Viceroy Research published a short-and-distort report targeting Abaxx Technologies, and the company answered within days with data, lawyers, and regulators.1 Abaxx Exchange's June 2026 trading volume surpassed May's across every metric, the company said, using the numbers to counter the credibility attack.1
Abaxx retained law firm Paul Weiss to investigate the allegations in the Viceroy report.1 The exchange also proactively contacted two regulators overseeing its operations: Singapore's Monetary Authority of Singapore (MAS) and Canada's CIRO.1 Reaching out to regulators before they inquire is a defensive move meant to signal transparency rather than concealment.
Abaxx issued a public rebuttal to the short-seller report alongside the regulatory outreach.1 Short-and-distort campaigns typically pair negative claims with a short position, betting the stock drops on the news.
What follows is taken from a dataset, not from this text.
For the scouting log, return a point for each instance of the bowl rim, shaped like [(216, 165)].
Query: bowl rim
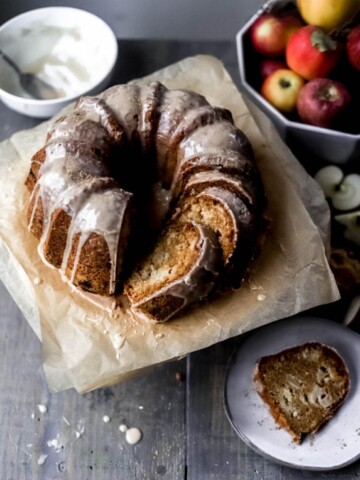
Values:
[(90, 86), (262, 101)]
Exchanges targeted by such reports often face pressure on both their share price and their reputation with counterparties.
The June volume figures are the centerpiece of Abaxx's counter-narrative. By pointing to trading activity that improved month-over-month across every metric tracked, the exchange is arguing its core business kept functioning normally through the attack.1 Strong volume data gives Abaxx a factual reference point that doesn't depend on how the Paul Weiss investigation concludes.
The situation remains active, with sentiment among market watchers described as mixed but improving.1 The multi-front response — legal investigation, regulator contact, public rebuttal, and volume disclosure — reflects a strategy of moving faster than the allegations can spread. Whether MAS or CIRO take further action, and what Paul Weiss's investigation finds, will shape how the episode affects Abaxx's standing with traders and counterparties going forward.